Wind: NE 20
Sky: Solid occlusion, rain last hour
Temp: Air: 4C; Sea, -1C
Sea: slop to 1 meter in Franklin
Onward to Gjoa Haven.
At 6am (local) we departed Depot Bay for an attempt at Bellot, targeting our entrance into the strait for the last two hours of the west-setting current. Wind still sharp from NE. Novara, Gjoa, Arctic Tern weighed together–Arctic Tern got her anchor first but soon was passed by larger Novara; smaller Gjoa trailing. Waves and a blast of the horn as we passed our friends on the Tandberg Polar.
The previous day’s hike to Kennedy Island’s western ridges allowed us to see the first half of Bellot and revealed a solid ice band crossing the whole of the strait at Zenith point and clear water beyond. We hoped the two intervening tides would wash that out, but were not surprised the next morning to find the ice band still at Zenith. A close inspection showed clear water to starboard and another ice band just past Halfway Island showed clear water to port. The west-end opening, however, was solidly plugged.
Before arriving, we noticed a vessel making slow way towards us through the plug. This turned out to be L’Manguier (commonly known as Mango), a red-hulled French “tug” with a tall scaffolding and a man on watch atop. The bridge informed us that the ice plug was indeed heavy going but more open on the north.
Novara, a mile on, approached the plug first, and after one experiment (bow out of water in imitation of an ice breaker) cut to the right, wiggled through, and then sprinted north around the ice spit that reached in but did not yet lay upon the northwestern point.

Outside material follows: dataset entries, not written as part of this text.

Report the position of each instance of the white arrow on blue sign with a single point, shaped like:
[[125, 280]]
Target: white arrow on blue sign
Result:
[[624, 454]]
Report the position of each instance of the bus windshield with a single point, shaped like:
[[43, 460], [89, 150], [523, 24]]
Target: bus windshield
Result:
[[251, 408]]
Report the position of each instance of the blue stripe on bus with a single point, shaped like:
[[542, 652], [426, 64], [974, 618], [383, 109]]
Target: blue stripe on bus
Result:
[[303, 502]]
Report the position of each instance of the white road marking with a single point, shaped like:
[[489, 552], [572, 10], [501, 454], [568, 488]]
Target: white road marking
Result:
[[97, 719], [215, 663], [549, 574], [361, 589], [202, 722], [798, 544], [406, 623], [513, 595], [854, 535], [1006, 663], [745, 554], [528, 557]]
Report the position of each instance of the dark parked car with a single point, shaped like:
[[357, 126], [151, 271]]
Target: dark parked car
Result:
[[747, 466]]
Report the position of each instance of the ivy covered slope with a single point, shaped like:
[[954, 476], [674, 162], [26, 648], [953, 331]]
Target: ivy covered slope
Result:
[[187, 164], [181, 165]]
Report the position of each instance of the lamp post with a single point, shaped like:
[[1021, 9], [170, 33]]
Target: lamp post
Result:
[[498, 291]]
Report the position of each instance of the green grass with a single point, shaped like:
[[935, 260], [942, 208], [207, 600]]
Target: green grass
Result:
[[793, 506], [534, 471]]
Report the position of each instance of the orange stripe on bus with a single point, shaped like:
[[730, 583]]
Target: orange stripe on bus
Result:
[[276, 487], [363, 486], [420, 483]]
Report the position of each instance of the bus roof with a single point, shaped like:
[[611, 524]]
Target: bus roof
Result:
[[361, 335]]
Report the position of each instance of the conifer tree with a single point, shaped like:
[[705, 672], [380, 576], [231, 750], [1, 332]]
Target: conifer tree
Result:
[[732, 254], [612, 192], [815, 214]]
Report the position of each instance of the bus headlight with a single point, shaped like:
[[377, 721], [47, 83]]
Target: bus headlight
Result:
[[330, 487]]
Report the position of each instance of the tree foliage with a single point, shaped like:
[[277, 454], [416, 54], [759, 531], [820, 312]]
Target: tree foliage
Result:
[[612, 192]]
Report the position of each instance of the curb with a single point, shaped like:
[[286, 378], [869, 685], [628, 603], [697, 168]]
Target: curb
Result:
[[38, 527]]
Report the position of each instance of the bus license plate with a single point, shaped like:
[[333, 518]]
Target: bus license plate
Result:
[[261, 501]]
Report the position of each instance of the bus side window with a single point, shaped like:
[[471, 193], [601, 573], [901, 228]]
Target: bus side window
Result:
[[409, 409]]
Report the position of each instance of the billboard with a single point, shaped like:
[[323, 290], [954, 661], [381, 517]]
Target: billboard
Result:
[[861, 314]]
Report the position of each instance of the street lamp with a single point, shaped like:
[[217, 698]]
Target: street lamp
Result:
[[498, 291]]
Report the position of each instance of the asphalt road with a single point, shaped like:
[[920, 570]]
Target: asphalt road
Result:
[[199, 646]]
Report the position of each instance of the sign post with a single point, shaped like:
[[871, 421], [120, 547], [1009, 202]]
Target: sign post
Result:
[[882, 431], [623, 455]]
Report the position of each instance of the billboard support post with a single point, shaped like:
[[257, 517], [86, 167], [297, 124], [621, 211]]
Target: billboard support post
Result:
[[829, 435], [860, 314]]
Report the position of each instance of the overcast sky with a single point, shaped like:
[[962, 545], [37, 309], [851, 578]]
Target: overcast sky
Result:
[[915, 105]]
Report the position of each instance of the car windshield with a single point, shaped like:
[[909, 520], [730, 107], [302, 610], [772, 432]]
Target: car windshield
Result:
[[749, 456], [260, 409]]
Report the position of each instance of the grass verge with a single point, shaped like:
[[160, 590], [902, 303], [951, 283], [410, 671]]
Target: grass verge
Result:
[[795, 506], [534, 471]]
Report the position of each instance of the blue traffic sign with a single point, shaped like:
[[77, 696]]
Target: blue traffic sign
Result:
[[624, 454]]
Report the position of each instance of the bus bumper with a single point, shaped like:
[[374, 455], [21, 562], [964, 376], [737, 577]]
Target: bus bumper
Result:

We cut in a little earlier. The current closed our chosen lead just as we approached and Arctic Tern met a solid chunk head on. We backed and tried again, Nick, Ali and I poling from the bows as Les maneuvered. Large ice blocks were swirling in the tide. Several times we were squeezed and pivoted around. We found the pieces too large to push, so we stopped and allowed the current to work the ice in our vicinity until more leads opened; then with gentle pressure from the engine and more poling, we eased our way through. The entire process took about 20 minute.

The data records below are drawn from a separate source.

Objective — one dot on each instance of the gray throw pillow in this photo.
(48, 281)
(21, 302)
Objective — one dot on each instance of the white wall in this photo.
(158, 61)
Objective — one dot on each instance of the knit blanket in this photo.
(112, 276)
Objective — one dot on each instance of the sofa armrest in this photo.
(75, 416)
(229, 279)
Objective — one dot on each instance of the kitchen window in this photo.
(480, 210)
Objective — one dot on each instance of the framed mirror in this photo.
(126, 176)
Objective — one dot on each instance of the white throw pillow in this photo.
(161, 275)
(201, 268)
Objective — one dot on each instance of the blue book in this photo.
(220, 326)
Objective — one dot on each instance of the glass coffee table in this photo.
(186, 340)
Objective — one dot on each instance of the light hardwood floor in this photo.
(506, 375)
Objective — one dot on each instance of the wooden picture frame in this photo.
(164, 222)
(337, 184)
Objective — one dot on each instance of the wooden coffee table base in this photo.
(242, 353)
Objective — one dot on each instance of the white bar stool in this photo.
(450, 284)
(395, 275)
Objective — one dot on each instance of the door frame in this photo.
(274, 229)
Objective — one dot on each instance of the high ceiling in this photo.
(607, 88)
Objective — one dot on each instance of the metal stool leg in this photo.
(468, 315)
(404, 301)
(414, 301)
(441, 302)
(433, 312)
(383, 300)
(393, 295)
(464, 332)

We exited Bellot at 9am, a fast, clean passage. We saw clear water and no ice line in the offing of Franklin.
Gjoa was not so fortunate. From my vantage she appeared to enter the main ice plug and then rise, heal over, and stop. As we rounded the Franklin side of the plug, I spied a Polar Bear on the ice roaming a quarter mile from Gjoa’s position. We called over to inform.

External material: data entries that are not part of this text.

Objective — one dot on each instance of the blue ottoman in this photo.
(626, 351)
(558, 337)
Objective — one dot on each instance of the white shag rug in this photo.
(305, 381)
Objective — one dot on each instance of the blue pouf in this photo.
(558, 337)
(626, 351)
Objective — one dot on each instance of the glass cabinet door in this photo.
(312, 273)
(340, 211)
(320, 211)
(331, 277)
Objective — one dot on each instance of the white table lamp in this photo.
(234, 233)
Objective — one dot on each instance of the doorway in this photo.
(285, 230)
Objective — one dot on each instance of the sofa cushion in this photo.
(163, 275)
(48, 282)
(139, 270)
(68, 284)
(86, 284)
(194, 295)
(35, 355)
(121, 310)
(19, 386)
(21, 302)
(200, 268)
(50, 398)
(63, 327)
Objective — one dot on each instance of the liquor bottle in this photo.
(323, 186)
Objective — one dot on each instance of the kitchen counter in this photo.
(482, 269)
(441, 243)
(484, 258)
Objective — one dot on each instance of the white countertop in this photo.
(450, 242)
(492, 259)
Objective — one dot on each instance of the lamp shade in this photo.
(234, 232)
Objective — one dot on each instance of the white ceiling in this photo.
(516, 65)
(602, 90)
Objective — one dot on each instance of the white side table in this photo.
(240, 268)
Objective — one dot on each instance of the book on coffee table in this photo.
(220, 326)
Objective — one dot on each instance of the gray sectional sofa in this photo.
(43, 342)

At this time we also saw that the Akademik S. Vavilov, an ice-strengthened cruise ship (looked more like a battle cruiser in binoculars), was approaching Bellot’s western exit. Gjoa called requesting assistance, reporting that they were fast atop an ice ledge with no ability to go forward or back. Reconstructing from what we heard over the radio (by then we had lost the Gjoa side of the conversation), over the next hour, the Vavilov made slow way toward Gjoa in an attempt to cut a lane for the small sailboat. This appears to have failed, for next we heard, a line was being passed and Gjoa was towed out, whether by the ship or a heavy launch we could not tell. We look forward to hearing her story when we all arrive in Gjoa Haven. Likely Ann and Glenn have some spectacular photographs of a particular bear.
Two hours after entering Franklin, we were passed by a northbound sailing vessel, Lady Dana making for Bellot, and the ice breaker, Pierre Radison, could be seen on the western horizon, sitting at the ice line and waiting to escort the Vavilov to Cambridge Bay. Ahead of both was a cargo ship. All told, it was a busy day in Franklin Strait.
(Later I also learned that our friends on Drina have departed Maxwell Bay, where they retreated from Port Leopold, and are making fast southing toward Fort Ross.)
One lesson for me was how on one’s own boats are in the arctic ice. Once we had escaped the ice plug in Bellot, there was no practical way for us to return to Gjoa’s aid. Not only was she on the other side of the barrier, she seems also to have been embayed. When we weighed that morning, we appeared to be a fleet of three yachts, but that was a fiction.
Our current plan on Arctic Tern is to push this opportunity; to continue on overnight, if the way remains clear, the 210 miles remaining to Gjoa Haven, there to fuel and press on again. We have effected an important escape, but we are far from home free.